Os resultados de todas as edições do TPS estão disponíveis para consulta no endereço abaixo: https://www.justicaeleitoral.jus.br/tps/#resultados
As urnas eletrônicas modelo 2020 que ainda não estavam prontas no período de realização do TPS 2021 foram testadas pelo Laboratório de Arquitetura e Redes de Computadores (Larc) da Escola Politécnica da Universidade de São Paulo (EP-USP), além de ter o conjunto de softwares avaliado também pela Universidade Estadual de Campinas (Unicamp) e Universidade Federal de Pernambuco (UFPE).

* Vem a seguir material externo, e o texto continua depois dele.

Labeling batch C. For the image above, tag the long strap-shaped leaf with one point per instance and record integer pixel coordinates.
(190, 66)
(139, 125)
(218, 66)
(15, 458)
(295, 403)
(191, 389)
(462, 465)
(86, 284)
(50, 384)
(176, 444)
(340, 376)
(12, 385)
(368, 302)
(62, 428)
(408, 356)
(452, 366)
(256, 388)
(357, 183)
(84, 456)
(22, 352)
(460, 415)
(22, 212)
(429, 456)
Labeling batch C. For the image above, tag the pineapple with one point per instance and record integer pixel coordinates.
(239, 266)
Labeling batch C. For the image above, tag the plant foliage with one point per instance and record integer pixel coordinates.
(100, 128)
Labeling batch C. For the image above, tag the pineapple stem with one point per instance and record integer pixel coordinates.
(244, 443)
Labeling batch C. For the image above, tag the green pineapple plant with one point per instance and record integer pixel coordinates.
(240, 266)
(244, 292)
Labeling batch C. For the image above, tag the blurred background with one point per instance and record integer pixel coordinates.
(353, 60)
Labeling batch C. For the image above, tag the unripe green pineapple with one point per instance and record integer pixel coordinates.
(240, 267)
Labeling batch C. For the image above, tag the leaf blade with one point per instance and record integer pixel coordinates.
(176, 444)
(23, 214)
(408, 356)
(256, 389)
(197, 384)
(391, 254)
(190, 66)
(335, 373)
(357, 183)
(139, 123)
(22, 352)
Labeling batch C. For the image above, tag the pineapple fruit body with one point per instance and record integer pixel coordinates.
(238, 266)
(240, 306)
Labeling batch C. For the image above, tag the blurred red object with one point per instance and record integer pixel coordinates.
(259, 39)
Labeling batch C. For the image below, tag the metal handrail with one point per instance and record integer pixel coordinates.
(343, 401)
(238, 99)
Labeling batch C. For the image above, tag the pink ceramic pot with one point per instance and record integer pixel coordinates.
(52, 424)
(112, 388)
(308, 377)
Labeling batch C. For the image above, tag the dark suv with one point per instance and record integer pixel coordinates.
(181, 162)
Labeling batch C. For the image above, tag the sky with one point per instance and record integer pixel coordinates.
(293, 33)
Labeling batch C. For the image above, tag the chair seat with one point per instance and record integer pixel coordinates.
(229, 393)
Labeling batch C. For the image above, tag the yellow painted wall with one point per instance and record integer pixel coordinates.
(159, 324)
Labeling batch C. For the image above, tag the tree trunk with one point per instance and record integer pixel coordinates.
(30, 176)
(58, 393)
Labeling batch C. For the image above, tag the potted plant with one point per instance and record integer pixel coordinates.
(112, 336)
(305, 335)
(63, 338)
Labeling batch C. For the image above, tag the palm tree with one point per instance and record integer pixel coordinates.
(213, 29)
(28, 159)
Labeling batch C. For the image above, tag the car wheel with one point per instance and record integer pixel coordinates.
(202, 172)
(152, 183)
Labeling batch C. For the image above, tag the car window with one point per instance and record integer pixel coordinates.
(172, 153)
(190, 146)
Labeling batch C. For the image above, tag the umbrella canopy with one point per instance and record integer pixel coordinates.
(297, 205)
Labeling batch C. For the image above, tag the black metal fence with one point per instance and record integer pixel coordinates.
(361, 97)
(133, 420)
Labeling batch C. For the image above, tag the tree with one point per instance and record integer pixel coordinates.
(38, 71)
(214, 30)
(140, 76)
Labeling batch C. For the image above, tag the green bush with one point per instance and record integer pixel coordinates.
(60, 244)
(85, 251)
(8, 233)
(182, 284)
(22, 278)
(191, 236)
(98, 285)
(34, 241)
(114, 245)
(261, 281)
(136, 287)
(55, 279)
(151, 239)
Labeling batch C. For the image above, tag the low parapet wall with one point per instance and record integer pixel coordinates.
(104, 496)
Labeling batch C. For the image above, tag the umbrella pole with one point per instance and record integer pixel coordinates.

Nas três avaliações, não foi encontrada nenhuma fragilidade ou mesmo indício de vulnerabilidade. O software em uso nos equipamentos antigos é o mesmo empregado nos equipamentos mais novos (UE2020), cujo sistema foi amplamente aberto para auditoria dentro e fora do TSE desde 2021. O relatório elaborado pela instituição pode ser encontrado no seguinte link: https://www.tse.jus.br/comunicacao/noticias/2022/Agosto/universidades-validam-nova-urna-e-codigos-fonte-dos-sistemas-eleitorais-357621
Por fim, ressalta-se que todas as urnas são auditadas e ela é um hardware, ou seja, é um aparelho. O que importa é o que roda dentro dela, ou seja, o programa, que ficou aberto por um ano para todas as entidades fiscalizadoras. O software da urna é único em todos os modelos, tendo sido divulgado, lacrado e assinado.”